1. Project Overview 

In this project you will analyse and explore a large data set based on the daily closing stock-prices of 28 large companies. In particular, you will build and assess linear regression models that explain variability in the daily stock price of Vodafone using stock price data from other companies.  

You will be expected to use your own judgement, as well as the course content in order to come up with a predictive model for the Vodafone stock price. 

2. Getting Started 

The dataset lse looks at the closing share prices for Vodafone and 27 other companies in the FTSE (Financial Times Stock Exchange) 100 Index. The FTSE 100 Index lists the share prices of the 100 companies with the highest market capitalisation that are part of the London Stock Exchange. That is, the companies with the highest market value, worked out by multiplying the company’s share price with the number of shares. [1] The data were taken from Yahoo Finance and the response variable, which predictions will be made on, is labelled VOD. The dataset includes daily data from January 2016 to January 2019. The other 27 company variables have been standardised with mean 0 and variance 1. The share price for Vodafone is one day ahead and so a regression model can be fit to predict the closing share prices at the end of day (i+1) using those of the 27 companies at the end of day (i) 

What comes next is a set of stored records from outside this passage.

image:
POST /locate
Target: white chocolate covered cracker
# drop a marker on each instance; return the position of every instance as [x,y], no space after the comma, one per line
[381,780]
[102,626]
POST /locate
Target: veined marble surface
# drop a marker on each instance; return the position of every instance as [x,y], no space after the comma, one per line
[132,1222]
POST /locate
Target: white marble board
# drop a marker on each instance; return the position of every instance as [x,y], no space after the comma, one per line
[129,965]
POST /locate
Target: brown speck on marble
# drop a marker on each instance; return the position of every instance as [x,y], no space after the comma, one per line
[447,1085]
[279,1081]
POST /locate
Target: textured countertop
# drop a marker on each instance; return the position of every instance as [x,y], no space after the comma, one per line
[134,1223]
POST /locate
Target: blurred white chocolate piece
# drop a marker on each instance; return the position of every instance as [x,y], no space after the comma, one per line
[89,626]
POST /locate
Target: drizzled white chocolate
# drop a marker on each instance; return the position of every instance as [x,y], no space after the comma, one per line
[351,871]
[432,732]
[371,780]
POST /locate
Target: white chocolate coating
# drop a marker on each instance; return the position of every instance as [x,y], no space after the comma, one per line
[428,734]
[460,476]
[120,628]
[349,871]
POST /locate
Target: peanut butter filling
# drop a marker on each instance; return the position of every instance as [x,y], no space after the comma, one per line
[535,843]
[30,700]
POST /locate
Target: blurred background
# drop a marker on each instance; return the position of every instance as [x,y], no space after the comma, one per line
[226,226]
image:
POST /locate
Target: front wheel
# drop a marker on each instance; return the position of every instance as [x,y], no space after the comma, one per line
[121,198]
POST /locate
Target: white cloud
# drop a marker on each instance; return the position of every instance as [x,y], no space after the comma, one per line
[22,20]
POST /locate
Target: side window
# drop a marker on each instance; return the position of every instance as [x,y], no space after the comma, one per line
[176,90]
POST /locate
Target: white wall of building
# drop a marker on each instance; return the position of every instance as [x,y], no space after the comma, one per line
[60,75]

The data have now been loaded and are accessible in a data frame called lse. You can quickly visualise the data columns by printing the first few rows of data using the head() function 

Note that you are being assessed on your approach to the analysis rather than having the perfect model, so make sure that you discuss your analysis as fully and clearly as possible. 

3. Research Questions Explore the data (15 Marks) 

  • Produce appropriate visualisations and summary statistics which reflect the key relationships in the data
  • Address any potential issues in the data that are highlighted by your exploratory analysis
  • Think about whether any transformations are needed and discuss which transformations (if any) would be most appropriate
  • Model building (15 Marks)
    • Use a variety of techniques to build appropriate models for prediction     

• Assess the validity of your model assumptions • Discuss the selection of your final model 

Discussion of Model (5 Marks) 

• Test your model using the prediction tool provided
• Discuss the fit of your model with respect to the validation data given by the prediction tool 

4. Report Structure, Content & Submission 

Your project report will be graded out of 15 marks based on the rubric available on the course MyPlace page. However, your report should adhere to the following guidelines: 

  • The report should be a maximum of 6 pages in length including graphics and tables.
  • Analysis should be fully described using full sentences.
  • Graphs should be suitably labelled, sensibly scaled and cropped.
  • Numerical R outputs used to answer questions should be neatly presented in tables or in the text.
  • You should submit your R script along with your report in the assignment submission on MyPlace.
  • You may use an appendix for supplementary plots and tables, however these *must not* contain information that is relevant to the key points being made in the report.